En het is me een doorn in het oog. 25% van onze 15 jarigen kan niet voldoende lezen en schrijven. Is zogezegd functioneel analfabeet. De kennis is aanwezig in ons land. We weten dat ieder, ik zeg ieder, kind in de basis kan leren lezen en schrijven. Maar we doen het niet. Dat komt door een gebrek aan ambitie, focus en vasthoudendheid. En daarmee geven we kinderen een serieuze handicap voor het leven mee. Het probleem is niet onoverkomelijk. We weten precies wat we moeten doen. Beter opgeleide docenten geven betere instructie en betere resultaten. We weten ook wat we niet moeten doen. Medicaliseren van leesmoeilijkheden. Uitzonderingen daargelaten hebben verreweg de meeste kinderen met een dyslexieverklaring geen enkele neurologische afwijking maar onvoldoende goede instructie en oefening gehad. En dat terwijl gemeenten bakken vol geld uitgeven aan commerciële bureaus die dyslexie ‘op kunnen lossen’, kunnen genezen. Geloven we het zelf? Als het te genezen valt met instructie en oefenen is het geen dyslexie. Punt!

Voorzitter,

Laten we het eens zijn over de stelling dat het een grof schandaal is dat een kwart va onze jeugd niet goed kan lezen en schrijven. Ik noem het bijna misdadig. Geld kan het probleem niet zijn.

Is de staatsecretaris het met het CDA eens dat leermoeilijkheden onderwijsproblemen zijn? Is de staatssecretaris het met het CDA eens dat de kennis van goede instructie wel aanwezig is maar blijkbaar niet op scholen?
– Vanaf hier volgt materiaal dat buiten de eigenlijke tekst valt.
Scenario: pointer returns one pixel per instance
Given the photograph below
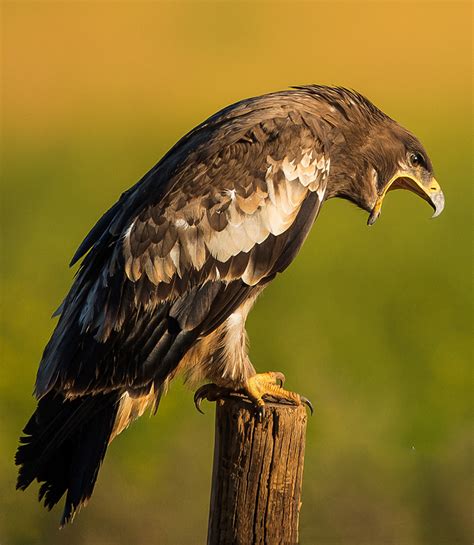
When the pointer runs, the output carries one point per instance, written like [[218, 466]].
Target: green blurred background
[[372, 324]]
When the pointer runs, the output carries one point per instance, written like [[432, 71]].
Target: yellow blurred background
[[373, 324]]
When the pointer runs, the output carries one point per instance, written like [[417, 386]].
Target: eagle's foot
[[263, 387], [258, 389]]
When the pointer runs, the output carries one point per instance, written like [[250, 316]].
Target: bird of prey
[[171, 271]]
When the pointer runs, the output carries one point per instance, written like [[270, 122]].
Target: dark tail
[[63, 446]]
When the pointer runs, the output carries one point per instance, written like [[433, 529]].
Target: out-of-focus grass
[[372, 324]]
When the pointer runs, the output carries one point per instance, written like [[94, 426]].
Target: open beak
[[428, 190]]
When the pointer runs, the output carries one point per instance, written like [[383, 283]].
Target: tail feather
[[63, 447]]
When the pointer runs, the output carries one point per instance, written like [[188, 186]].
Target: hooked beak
[[428, 190]]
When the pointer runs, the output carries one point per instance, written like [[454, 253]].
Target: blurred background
[[373, 325]]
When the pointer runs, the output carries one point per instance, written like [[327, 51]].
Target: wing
[[183, 249]]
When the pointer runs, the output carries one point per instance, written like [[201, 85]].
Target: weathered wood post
[[257, 474]]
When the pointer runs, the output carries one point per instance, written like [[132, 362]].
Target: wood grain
[[257, 474]]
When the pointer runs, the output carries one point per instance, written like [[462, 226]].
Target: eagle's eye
[[417, 159]]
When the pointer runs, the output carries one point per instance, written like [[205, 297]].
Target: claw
[[198, 397], [308, 403], [280, 377]]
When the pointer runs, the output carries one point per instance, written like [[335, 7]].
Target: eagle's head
[[371, 154]]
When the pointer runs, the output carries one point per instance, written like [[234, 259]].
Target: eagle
[[170, 272]]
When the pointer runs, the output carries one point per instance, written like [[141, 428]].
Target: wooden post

En is de staatssecretaris het met het CDA eens dat er ruwweg twee opties zijn.

  • Of gemeenten gaan met hun samenwerkingsverbanden in gesprek om te komen tot een bindend plan om ervoor te zorgen dat al onze leerlingen geen neurologisch probleem krijgen aangepraat maar gewoon leren lezen. Daar is geld voor binnen de jeugdwet (Zo’n veertig miljoen).
  • Of dyslexie en andere leerproblemen een onderwijsprobleem wordt en het geld uit de jeugdwet richting het onderwijs gaat.